En Espagne, Podemos se bat pour atteindre un équilibre entre ses demandes pour regagner sa souveraineté contre « l’Europe austérité » et une rhétorique plus conciliatoire sur les possibilités de transformer l’UE. Il n’est dès lors pas étonnant que des intellectuels tels que Toni Negri appellent Podemos à s’en tenir à une ligne radicale mais européenne.
Nous sommes d’accord, l’Europe ne changera pas en un jour. Sandro Mezzadra et Etienne Balibar ont raison de mettre en avant la nécessité d’avoir un changement politique de longue durée dans l’Union européenne, mettant en avant que Syriza « a gagné du temps » et que ce temps doit maintenant être utilisé pour créer une « rupture constituante » avec le cours actuel de l’histoire européenne.
Mais combien de temps les citoyens angoissés continueront de croire en la possibilité d’un changement en Europe ? Et surtout, y’a-t-il seulement un point correct dans le fait de critiquer que l’organisation institutionnelle de l’UE la rend incapable de tout changement structurel ?
Pas de changement politique sans changement des institutions
La vision à long-terme de l’Allemagne semble être celle d’une Europe exportatrice dans laquelle le capital humain, la modération des salaires et des institutions efficaces compensent les avantages compétitifs des pays émergents. Mais nombreux sont eux qui s’accordent sur le fait que cette politique brutale de désendettement imposée aux pays périphériques n’est pas une solution économique sensée.

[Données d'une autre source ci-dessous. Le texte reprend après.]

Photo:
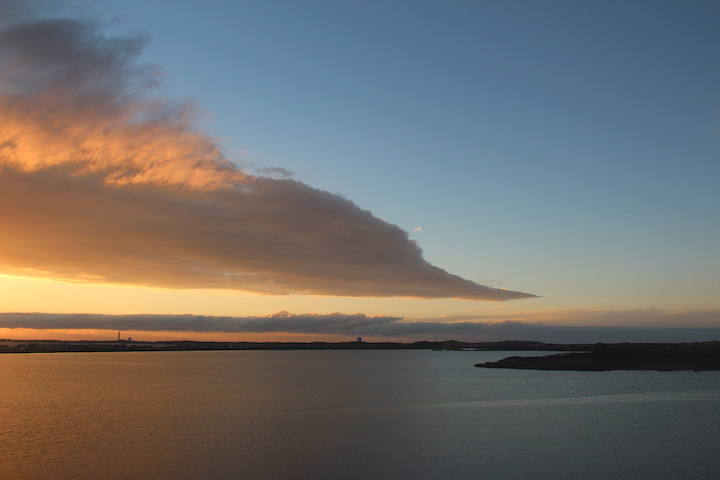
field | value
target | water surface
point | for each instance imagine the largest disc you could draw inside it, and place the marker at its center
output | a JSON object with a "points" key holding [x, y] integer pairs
{"points": [[347, 414]]}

Une économie compétitive, comme nous l’enseigne l’Allemagne, est basée sur un investissement dans l’éducation et la recherche, sur des relations de travail innovantes, sur une transformation écologique et énergétique, sur une bonne gouvernance et des principes de légalité. Non sur l’appauvrissement et la paupérisation.
Pourquoi donc la première économie d’Europe insiste sur l’utilisation des politiques économiques les moins favorables pour le reste ?
D’un point de vue de gestion des risques, il est compréhensible que dans une confédération monétaire sans union politique ou économique il y ait peu d’envie de mutualiser le risque que des pays puissent rester « semi-souverains ». Le Conseil Européen est marqué par les réformes informelles promises entre les nations, où la structure décisionnelle est principalement basée sur l’accord mutuel entre les chefs d’états et où le seul mécanisme contraignant provient des objectifs fiscaux communs et des amendes financières que leur non-respect entraîne.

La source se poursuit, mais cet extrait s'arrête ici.